The Ribald Tales Of Canterbury — 1985 Classic [top]

In the mid-1980s, the adult film industry was undergoing a fascinating transition. The gritty, plot-heavy “Golden Age” of the 1970s was giving way to the more explicit, video-driven market of the late ’80s. Nestled right in this transitional period is director Bud Lee’s The Ribald Tales of Canterbury , a 1985 feature that stands as a loving, hilarious, and surprisingly clever homage to Geoffrey Chaucer’s The Canterbury Tales .
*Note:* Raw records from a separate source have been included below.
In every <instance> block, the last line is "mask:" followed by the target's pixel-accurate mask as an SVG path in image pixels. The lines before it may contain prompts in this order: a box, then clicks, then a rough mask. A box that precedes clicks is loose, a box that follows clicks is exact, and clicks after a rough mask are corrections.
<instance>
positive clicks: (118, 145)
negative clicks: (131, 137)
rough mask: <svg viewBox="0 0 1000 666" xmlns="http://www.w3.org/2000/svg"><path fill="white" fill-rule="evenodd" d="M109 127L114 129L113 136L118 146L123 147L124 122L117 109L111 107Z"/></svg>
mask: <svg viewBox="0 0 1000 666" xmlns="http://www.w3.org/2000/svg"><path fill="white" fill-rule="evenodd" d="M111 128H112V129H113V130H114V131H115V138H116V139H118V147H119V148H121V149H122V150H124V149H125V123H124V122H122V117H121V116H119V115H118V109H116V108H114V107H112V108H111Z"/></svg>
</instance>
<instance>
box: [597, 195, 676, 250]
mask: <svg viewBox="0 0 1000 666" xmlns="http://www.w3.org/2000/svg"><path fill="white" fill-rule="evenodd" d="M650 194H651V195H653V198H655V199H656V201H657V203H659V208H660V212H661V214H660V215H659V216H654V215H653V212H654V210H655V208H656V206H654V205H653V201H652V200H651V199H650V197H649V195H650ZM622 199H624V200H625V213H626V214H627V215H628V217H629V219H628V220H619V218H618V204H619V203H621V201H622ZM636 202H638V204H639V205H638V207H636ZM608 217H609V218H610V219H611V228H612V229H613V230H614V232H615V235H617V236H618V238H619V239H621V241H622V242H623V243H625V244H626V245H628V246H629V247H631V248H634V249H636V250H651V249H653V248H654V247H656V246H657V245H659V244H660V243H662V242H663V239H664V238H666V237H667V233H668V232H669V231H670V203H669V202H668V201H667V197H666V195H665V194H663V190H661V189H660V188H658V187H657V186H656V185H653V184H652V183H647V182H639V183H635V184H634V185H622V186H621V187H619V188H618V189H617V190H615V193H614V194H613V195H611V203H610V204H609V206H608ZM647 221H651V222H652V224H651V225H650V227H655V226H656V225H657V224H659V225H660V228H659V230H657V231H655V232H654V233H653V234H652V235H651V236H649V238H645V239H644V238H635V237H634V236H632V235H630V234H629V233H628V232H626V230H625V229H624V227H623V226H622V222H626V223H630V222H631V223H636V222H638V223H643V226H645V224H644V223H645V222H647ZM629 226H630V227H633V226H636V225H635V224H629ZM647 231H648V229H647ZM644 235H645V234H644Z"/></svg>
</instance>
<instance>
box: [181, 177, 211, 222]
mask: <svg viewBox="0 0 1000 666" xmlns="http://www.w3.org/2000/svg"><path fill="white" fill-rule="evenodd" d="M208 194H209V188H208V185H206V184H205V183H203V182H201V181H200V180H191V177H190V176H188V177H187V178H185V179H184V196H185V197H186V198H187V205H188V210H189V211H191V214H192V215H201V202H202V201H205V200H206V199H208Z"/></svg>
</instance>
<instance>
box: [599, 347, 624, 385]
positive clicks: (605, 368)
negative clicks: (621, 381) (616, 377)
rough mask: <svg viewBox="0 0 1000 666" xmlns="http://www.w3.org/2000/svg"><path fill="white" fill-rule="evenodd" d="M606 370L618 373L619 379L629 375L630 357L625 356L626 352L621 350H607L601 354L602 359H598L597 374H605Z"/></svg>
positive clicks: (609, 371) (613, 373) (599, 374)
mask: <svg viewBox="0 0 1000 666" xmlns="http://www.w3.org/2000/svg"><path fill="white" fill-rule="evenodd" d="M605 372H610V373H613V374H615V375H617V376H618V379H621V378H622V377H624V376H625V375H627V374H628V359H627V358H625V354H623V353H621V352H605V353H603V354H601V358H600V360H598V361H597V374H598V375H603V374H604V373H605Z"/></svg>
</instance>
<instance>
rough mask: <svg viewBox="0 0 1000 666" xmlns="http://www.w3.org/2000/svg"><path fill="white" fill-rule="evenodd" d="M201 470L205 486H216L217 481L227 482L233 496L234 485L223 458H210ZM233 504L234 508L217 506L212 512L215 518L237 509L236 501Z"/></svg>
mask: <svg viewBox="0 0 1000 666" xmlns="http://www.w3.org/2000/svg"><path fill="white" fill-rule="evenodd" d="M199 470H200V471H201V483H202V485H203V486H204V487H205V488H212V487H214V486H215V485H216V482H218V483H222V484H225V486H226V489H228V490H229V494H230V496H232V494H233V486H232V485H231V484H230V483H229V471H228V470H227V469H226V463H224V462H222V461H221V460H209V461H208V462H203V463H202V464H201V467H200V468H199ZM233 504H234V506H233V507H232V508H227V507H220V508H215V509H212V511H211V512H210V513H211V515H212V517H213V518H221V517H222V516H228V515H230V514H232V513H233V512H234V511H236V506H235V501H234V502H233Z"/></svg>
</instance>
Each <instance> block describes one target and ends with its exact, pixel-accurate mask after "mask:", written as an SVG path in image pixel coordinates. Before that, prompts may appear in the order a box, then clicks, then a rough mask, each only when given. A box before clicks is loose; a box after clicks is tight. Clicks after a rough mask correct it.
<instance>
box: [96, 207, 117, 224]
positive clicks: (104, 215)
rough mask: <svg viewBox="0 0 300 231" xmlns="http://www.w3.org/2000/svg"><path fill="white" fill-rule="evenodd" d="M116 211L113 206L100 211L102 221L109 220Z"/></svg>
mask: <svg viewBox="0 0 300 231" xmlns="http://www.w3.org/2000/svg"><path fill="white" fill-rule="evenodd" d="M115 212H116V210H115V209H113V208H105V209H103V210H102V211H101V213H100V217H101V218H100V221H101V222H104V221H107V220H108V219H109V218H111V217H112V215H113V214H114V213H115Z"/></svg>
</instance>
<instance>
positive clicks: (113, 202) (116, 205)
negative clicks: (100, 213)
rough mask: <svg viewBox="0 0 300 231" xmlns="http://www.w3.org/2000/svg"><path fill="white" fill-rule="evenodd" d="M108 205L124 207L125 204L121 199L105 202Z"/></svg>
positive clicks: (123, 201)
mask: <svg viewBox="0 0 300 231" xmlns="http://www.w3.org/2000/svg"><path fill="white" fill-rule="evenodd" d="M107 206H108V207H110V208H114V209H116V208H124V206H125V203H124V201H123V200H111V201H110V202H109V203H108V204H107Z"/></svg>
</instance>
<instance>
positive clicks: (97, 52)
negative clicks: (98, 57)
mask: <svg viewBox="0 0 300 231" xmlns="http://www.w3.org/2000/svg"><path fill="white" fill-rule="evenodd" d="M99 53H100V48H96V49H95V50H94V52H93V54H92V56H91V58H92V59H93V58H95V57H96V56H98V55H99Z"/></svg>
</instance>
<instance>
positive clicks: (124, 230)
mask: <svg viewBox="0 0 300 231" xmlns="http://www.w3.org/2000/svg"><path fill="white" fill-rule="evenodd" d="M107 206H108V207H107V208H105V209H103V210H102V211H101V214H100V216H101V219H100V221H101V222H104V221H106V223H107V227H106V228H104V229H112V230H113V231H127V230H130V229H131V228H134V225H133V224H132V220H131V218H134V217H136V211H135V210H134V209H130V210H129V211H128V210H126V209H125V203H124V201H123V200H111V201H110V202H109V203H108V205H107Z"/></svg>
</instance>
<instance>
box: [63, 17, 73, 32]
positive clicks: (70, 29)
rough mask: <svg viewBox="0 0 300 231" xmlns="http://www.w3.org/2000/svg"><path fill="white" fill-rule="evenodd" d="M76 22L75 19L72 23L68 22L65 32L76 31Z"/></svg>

The rain lashed against the street-level windows. The bus was delayed indefinitely. the ribald tales of canterbury 1985 classic

: A group of noblemen and women are traveling across the English countryside to Canterbury. In the mid-1980s, the adult film industry was

The dialogue is delivered in a mock-Elizabethan patois (“Hark, thy codpiece doth proclaim thee a fool!”), and the sex scenes are punctuated by a synthesizer score that sounds like it was borrowed from a low-budget fantasy film. Unlike the stark, utilitarian porn of later decades, the camera lingers on faces and banter. The runtime is approximately 86 minutes, with roughly 45 minutes dedicated to narrative setup and 40 to explicit content—a ratio that would be inverted within ten years. The rain lashed against the street-level windows

In 1985, a film emerged that would shake the very foundations of cinematic convention. , directed by Michael Apted, is a bawdy, irreverent, and sidesplitting adaptation of Geoffrey Chaucer's 14th-century masterpiece, The Canterbury Tales . This unapologetic romp through the classic work of literature is as much a product of its time as it is a timeless tribute to the power of storytelling.

The film uses the framework of Chaucer's The Canterbury Tales to present a series of explicit short stories:

Despite its adult nature, the film is frequently praised by reviewers for its high production values, including ornate period costumes—reportedly rented from Universal—and fully dressed sets.